The U.S. Supreme Court recently ruled in favor of Tyson Timbs, an Indiana man whose car was taken away after he plead guilty to selling heroin to undercover police officers.

During his arrest, authorities seized his Land Rover SUV, which was purchased for $42,000, money he had received from an insurance policy when his father passed away. The state of Indiana argued that the vehicle was taken because it had been used to transport drugs.

However, since Timbs purchased the vehicle for more than four times the maximum $10,000 fine one can receive for this type of drug conviction, the trail court ruled against the State as the SUV’s forfeiture “would be grossly disproportionate to the gravity of Timbs’ offense, and therefore unconstitutional under the Eighth Amendment’s Excessive Fines Clause.”

While the state of Indiana argued that even if the ban on excessive fines applies to the states, the restriction should apply only to fines that a person has to pay and not to the seizure of property used to commit a crime, reports NBC News. Fortunately for Timbs, the Supreme Court disagreed.

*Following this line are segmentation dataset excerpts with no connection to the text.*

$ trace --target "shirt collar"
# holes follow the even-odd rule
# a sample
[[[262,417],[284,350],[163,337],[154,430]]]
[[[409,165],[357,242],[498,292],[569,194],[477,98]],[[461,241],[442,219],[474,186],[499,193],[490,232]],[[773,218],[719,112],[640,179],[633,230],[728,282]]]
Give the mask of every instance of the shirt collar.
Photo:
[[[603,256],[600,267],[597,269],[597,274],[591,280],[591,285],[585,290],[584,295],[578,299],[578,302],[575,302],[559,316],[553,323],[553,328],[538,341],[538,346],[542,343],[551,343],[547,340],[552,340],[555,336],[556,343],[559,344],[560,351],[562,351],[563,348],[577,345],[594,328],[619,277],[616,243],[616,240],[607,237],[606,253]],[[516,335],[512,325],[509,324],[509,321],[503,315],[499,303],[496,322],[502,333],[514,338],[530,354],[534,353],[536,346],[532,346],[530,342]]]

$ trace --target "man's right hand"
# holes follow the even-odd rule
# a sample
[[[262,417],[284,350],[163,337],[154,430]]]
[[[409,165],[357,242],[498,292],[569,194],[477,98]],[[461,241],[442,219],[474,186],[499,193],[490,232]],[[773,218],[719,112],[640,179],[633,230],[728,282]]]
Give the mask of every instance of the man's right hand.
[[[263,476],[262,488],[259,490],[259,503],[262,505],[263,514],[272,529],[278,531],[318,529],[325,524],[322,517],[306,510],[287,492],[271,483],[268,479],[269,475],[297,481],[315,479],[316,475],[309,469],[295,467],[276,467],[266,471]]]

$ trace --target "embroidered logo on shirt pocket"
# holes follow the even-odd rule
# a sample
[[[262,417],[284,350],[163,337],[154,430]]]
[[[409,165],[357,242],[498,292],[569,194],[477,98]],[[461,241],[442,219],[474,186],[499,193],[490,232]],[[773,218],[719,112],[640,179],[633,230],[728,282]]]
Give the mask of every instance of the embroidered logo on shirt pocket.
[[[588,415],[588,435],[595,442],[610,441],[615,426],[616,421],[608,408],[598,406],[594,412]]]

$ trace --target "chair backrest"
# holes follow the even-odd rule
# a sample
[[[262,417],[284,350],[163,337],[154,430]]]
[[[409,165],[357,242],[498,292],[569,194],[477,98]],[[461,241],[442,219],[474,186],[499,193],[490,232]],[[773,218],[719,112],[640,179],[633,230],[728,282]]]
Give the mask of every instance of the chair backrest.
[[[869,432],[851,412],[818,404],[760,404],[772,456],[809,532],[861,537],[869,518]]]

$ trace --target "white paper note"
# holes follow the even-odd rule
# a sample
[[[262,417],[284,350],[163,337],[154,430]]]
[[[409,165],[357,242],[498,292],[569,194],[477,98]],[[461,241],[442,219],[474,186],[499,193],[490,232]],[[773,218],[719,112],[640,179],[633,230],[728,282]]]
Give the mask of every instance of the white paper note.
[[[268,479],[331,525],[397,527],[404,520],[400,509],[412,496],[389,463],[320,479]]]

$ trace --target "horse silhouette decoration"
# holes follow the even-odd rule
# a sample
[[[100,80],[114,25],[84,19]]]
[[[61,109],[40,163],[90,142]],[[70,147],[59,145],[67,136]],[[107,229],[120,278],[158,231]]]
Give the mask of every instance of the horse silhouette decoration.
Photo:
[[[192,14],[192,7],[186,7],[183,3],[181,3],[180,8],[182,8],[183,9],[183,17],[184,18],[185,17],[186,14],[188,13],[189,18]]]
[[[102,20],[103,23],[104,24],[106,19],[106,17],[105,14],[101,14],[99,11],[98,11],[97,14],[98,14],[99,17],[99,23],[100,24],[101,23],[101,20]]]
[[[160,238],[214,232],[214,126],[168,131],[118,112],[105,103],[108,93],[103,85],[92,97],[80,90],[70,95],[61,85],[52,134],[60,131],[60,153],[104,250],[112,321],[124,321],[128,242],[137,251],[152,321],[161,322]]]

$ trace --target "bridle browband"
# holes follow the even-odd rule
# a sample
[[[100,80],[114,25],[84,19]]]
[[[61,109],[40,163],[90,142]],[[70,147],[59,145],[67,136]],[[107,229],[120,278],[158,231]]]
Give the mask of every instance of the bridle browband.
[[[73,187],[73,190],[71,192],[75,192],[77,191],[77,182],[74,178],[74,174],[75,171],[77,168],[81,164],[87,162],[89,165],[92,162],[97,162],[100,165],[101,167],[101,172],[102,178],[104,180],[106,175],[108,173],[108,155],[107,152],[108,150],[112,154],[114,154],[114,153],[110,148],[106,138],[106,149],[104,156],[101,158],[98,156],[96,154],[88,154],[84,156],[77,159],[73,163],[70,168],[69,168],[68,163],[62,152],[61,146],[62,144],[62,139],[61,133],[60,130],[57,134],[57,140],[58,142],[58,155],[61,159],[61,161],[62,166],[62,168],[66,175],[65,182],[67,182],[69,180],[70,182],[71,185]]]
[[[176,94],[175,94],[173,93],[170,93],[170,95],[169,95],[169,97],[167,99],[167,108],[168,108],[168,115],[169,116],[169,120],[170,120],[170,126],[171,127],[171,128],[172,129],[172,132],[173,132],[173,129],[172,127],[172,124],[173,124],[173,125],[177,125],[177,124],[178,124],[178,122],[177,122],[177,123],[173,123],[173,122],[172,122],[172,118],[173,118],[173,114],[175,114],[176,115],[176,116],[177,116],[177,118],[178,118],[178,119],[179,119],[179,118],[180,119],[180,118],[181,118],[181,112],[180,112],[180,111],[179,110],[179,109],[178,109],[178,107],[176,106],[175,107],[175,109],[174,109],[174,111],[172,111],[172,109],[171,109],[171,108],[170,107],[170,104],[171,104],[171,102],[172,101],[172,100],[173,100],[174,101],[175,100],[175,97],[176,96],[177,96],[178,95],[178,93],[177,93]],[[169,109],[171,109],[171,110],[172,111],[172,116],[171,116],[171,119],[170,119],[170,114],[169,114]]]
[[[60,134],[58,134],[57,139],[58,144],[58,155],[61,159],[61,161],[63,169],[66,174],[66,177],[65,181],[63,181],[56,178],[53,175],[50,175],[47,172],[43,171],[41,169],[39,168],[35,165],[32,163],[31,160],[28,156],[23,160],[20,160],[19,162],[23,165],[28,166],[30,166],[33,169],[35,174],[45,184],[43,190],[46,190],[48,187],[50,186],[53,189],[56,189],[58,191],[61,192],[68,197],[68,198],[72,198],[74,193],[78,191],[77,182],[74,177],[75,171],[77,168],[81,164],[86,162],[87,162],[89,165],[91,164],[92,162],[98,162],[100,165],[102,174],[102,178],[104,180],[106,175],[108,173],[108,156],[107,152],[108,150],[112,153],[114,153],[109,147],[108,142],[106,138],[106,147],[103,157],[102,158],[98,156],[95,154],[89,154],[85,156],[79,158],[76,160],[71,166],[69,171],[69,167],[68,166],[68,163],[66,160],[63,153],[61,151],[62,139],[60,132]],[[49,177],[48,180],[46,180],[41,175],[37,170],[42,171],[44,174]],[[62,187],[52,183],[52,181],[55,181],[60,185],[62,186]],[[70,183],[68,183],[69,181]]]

The decision was announced and written by Justice Ruth Bader Ginsburg, who went on to say that “the protection against excessive fines guards against abuses of government’s punitive or criminal law enforcement authority,” while adding that the safeguard “is fundamental to our scheme of ordered liberty.”

In fact, Ginsburg’s opinion on the matter has a precedent that dates back to as early as the year 1215, when England’s Magna Carta required that financial penalties “be proportioned to the wrong.”

Fellow Justice Clarence Thomas concurred with Ginsburg, saying that the right to be free of excessive fines is “a privilege of American citizenship.”

According to Timbs, his troubles started when he became addicted to an opioid prescription for persistent foot pain. When his supply ran out, he reached out to drug dealers and began using heroin. In order to pay for his addiction, he then began selling the drug himself, prior to his arrest.